The apparently retaliatory hack sends a clear statement that while Russia may have been relatively quiet during the US presidential election, the Kremlin’s digital prowess remains formidable. At the same time, the fallout from the hack doesn’t compare to the release of tools like the NSA’s Eternal Blue tool, which a mysterious group called the Shadow Brokers leaked in 2017, or the breach of exploit broker Hacking Team in 2015.

“The most important data that a company like FireEye has is data about its customers. The second most important data they have are the sources and methods they use to protect their customers,” like threat intelligence data, says Richard Bejtlich, former chief security officer of Mandiant, the incident response division of FireEye, and principal security strategist at the network analysis firm Corelight. “Farther down the line are the red team tools, where they’re emulating adversaries.”

FireEye said on Tuesday that none of the stolen red team tools utilize so-called zero-day exploits—mechanisms that weaponize secret, unpatched software vulnerabilities, which makes them especially dangerous.
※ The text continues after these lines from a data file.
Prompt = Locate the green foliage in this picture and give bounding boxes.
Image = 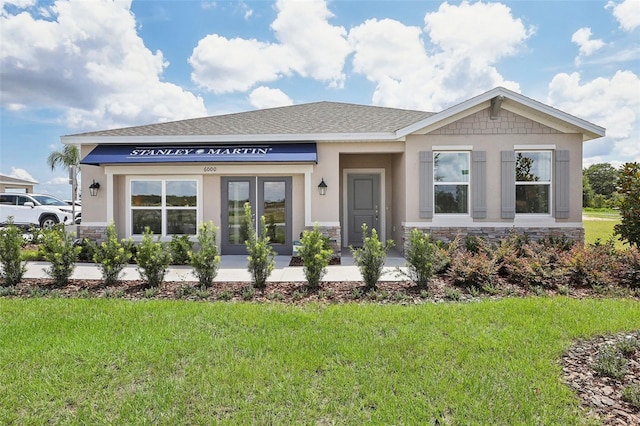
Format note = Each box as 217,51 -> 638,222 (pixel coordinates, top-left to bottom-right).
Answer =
0,217 -> 26,287
93,222 -> 133,286
242,203 -> 276,291
614,163 -> 640,247
582,163 -> 618,199
169,235 -> 193,265
298,224 -> 333,288
349,223 -> 394,289
136,226 -> 171,287
40,225 -> 82,286
189,221 -> 220,288
594,345 -> 627,379
405,229 -> 449,288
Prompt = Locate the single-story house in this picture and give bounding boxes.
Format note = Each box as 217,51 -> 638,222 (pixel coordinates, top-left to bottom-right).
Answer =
61,87 -> 605,254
Nonetheless, Russia could use the tools itself, share them with others, or leak them publicly. The company said it does not yet fully understand the hackers’ plans or motives, though they primarily focused their attack on information related to some of FireEye’s government clients.

Mandia emphasized repeatedly that FireEye is offering more than 300 “countermeasures” meant to make it more difficult for Russia to use the stolen hacking tools effectively. The company has incorporated these digital antidotes, essentially detection mechanisms and blocking tools, into its own security products, has shared them with other firms, and has released them publicly.

Making these defenses widely available would make a big difference if Russia were to dump the trove of tools publicly, says Dave Aitel, a former NSA hacker. “Very few teams have detections ready to go if their stuff leaks, so that part of it at least is very impressive,” Aitel says.

The stolen tools likely won’t give Russia much it doesn’t already have for its own hacking campaigns, says Jake Williams, a former NSA hacker and founder of the security firm Rendition Infosec. But Williams points out that Russia may feel emboldened to leak the stolen goods publicly, given US Cyber Command’s more aggressive approach recently to naming and shaming actors and their hacking tools. At the end of October, for example, Cyber Command publicly released details about a malware dropper it attributed to Russia’s APT 28, likely for use in attacks on ministries of foreign affairs and other government bodies.

Still, in practice the threat from the tools is important but likely not ruinous.

“The only reason you should care about this as it stands now is if Russia was part of your threat model already, if they were going to attack you anyway. Then you need to have the detections for these tools ready just in case,” Rendition Infosec’s Williams says. “But if Russia releases the tools publicly, now it’s in everyone’s threat model. So that’s the game changer.”

Williams agrees, though, that FireEye’s head start on distributing defense tools makes it more likely that if Russia dumps the tools at all it would be as a sort of victory lap and statement to the US government rather than as a specific effort to wreak havoc.

“I’m pretty upset about this,” says Corelight’s Bejtlich, “but it’s not at the level of having a whole bunch of zero-days we’re going to have to deal with.”